In the subsiquent results were books.google.ca and books.google.au, but plain old books.google.com didn't show up in the 35 pages I clicked through. I thought that was an interesting observation.

Thursday, December 13, 2007

Today

Rain. In December. Rain in December.

edit
Correction: It's sleeting now.

Wednesday, December 12, 2007

The Legal Definition of Cheese

This, from the Wikipedia article on American Cheese (emphasis mine):

Today's American cheese is generally no longer made from a blend of all-natural cheeses, but instead is a processed cheese, i.e. it is manufactured from a set of ingredients (such as milk, whey, milkfat, milk protein concentrate, whey protein concentrate, salt) which meets the legal definition of cheese.

Further details emerge on my impending doom

Consciousness is knowing you're alive. Sentience is knowing you will die.

Over the past four years I've begun to think more frequently about my death which is, I imagine, part and parcel of growing up. But I realized today that I've only thought about my death in the abstract, "I'm 21 - I'm almost dead," kind of way. It wasn't until this afternoon that I spent some time wondering seriously about the end of my life. This is the stuff self-fulfilling prophesies are made of!

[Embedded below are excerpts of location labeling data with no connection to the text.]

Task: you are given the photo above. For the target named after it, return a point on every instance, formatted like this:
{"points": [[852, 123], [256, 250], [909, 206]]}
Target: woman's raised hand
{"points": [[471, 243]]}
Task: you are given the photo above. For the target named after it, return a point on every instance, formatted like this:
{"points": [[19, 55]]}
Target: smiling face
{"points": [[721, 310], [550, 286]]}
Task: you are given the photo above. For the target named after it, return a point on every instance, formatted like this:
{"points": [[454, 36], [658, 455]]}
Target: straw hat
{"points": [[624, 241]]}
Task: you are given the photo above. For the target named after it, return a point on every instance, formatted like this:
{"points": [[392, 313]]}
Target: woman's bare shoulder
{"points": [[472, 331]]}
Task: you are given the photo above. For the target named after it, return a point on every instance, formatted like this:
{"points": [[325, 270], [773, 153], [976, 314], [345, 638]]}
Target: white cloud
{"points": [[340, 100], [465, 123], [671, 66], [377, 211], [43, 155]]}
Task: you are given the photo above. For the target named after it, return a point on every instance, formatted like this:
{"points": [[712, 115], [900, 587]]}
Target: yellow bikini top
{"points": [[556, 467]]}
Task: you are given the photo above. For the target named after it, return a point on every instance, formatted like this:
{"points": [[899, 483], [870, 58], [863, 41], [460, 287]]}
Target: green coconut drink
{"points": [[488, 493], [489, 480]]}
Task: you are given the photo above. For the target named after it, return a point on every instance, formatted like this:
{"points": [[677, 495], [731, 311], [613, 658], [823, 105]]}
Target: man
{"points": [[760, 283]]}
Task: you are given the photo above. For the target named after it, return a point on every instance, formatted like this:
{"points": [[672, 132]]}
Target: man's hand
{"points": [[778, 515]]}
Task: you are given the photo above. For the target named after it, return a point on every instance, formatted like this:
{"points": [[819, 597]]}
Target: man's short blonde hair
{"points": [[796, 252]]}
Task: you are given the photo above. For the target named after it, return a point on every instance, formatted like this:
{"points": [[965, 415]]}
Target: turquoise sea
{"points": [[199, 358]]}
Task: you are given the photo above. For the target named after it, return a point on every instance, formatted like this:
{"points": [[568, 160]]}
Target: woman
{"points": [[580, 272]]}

My paternal grandfather lost nearly all of his cognitive powers with age. I have been reminded on numerous occasions of the similarities between he and me. Aside from looking identical at age 7, we share many personal and mental traits, according to my father. I am told to have inherited both his great potential and his propensity to waste said potential. My maternal grandmother on the other hand is frighteningly lucid and shows no sign of slowing down. The family fears she will outlive us all. (My maternal grandfather died when my mother was young and my paternal grandmother died when I was young. My paternal grandfather is also dead.) I am nothing like my grandmother. It therefor seems likelier than not that I will lose my mind when I get old. If in my crazy old age I am only able to remember people and events from my youth, I wonder what time frame that will encompass. For all I know, my life right now will be all I can remember in sixty years. I'm trying to decide if that thought makes me self-conscious.

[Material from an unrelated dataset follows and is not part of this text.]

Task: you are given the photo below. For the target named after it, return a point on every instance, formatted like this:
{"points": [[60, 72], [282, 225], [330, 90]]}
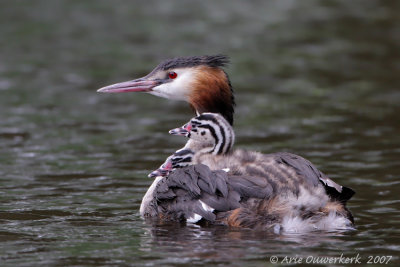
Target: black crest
{"points": [[214, 61]]}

I usually think of "older me" as another person, but for some reason I don't think of the many "older mes" as a group of other people. What I mean is, I think of me at thirty as another person, and me at forty as another person still. I can, when I so choose, feel the gaze of a singular "future me," judging my current actions, but I cannot evoke the sensation of a group of "future mes" judging my behavior collectively. This, despite my birthday mind game.

Assuming I remand lucid, I do wonder how large a component of my identity age will become. I feel that much of my ego for the past 21 years has been predicated upon youth. I have defined myself in terms of being a "young person." As that bedrock slowly slips from under my personality, I find it's replacement (maturity) to be alarmingly absent. For this reason I think that Old Scott, if his wits are about him, will relish in the appropriation of age to support his identity. To "be old" will probably be my favorite part of being old.

Truth be told, I can't wait to be old. It's the "getting old" part I'm not so hot on. But the "being old" looks like a hoot. Any excuse to shit my pants...

Life is so much prelude to death.

Sunday, December 09, 2007

Sun, Dec. Nine

  • Woke late (2:30).
  • Showered and Interneted.
  • Ate food (4:10).
    • While eating, ran into my friend Nate. Sat down with his crowd.
    • We were then joined by Evan (whom I haven't seen in ages) and other people.
    • Had the most amusing meal I've had since April.
  • Now it's back home and I need to study.

"Sunday" is redundant.

Saturday, December 01, 2007

D. Sam Bur

Happy first of December.

Touching yourself: Good, clean fun for everyone!

Finger Cheese

Fact: If you keep your fingers in the same place on a keyboard for upwards of six hours, those keys will acquire a layer of goo. The goo is probably dirt, sweat, and dead skin cells. I won't tell you how I've learned this, but if these keys mean anything to you, you already know: W, A, S, & D.